How to run ?
SCENIC for single-cell RNA-seq data:
There are currently implementations of SCENIC in R and in Python. If you don’t have a strong preference for a specific version, we would recommend starting with the SCENIC protocol repository, which contains Python/Jupyter notebooks to easily run SCENIC interactively For a more automated solution we recommend the VSN Pipelines (Nextflow DSL2; highly recommended for running it in batch or big datasets).
The output from any of the implementations can then be explored either in R, Python or SCope (a web interface).

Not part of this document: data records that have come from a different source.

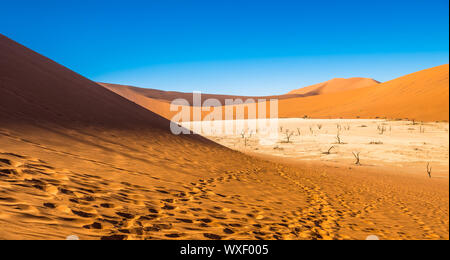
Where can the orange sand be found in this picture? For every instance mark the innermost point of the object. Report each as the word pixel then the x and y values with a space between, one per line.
pixel 77 159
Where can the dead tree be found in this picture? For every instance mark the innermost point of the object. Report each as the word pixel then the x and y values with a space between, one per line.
pixel 288 136
pixel 338 138
pixel 356 155
pixel 329 150
pixel 381 129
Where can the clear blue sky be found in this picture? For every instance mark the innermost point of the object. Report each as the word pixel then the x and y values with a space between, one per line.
pixel 237 47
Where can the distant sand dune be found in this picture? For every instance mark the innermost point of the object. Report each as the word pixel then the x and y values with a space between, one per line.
pixel 78 159
pixel 421 96
pixel 335 85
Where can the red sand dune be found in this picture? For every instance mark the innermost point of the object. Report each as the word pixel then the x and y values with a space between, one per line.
pixel 335 85
pixel 78 159
pixel 421 96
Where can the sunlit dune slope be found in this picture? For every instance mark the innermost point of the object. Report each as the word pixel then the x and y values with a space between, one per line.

SCENIC+ is implemented as a python package available at the SCENIC+ repository tutorials and documentation is available on the SCENIC+ readthedocs page.
SCENICprotocol
Python/Jupyter notebooks illustrating how to run pySCENIC alongside a basic ‘best practices’ expression analysis for single-cell data. Includes a basic implementation in Nextflow DSL1.
VSN-Pipelines
A Nextflow DSL2 workflow, which provides a method for running pySCENIC (and 100x SCENIC) seaminglessly on a high-performance cluster.
SCENIC+
SCENIC+ is a python package for enhancer-driven Gene Regulatory Network inference from combined single-cell chromatin accessibility and gene expression data.
SCENIC+ for combined single cell chromatin accessibility and gene expression
SCENIC+ is a tool which takes combined single-cell crhomatin accessibility and gene expression data as input to infere enhancer-drive gene regulatory networks. These are gene regulatory networks with enhancer support where we not only predit target genes of TFs but also target cis-regulatory regions. The package also contains modules to predict the effect of TF perturbations and to infer the differentiation effect of a TF (GRN velocity).
StarVisualize results in SCope
SCope is a visualization tool for single-cell datasets. The platform helps you to visualize and explore SCENIC results in an interactive way. It leverages an extended version of Loom developed by us, called LoomX. LoomX provides a defined metadata structure which allows multiple analyses to be stored within a loom file as well as a variety of other data types (such as cluster markers and regulons).
StarSupported species
We currently provide SCENIC databases for 3 species: Fly, Mouse and Human. For other species, check how to ‘Create your custom database’.
Create your custom database
SCENIC is a flexible method that allows you to create a database for custom species and/or with custom motif collections.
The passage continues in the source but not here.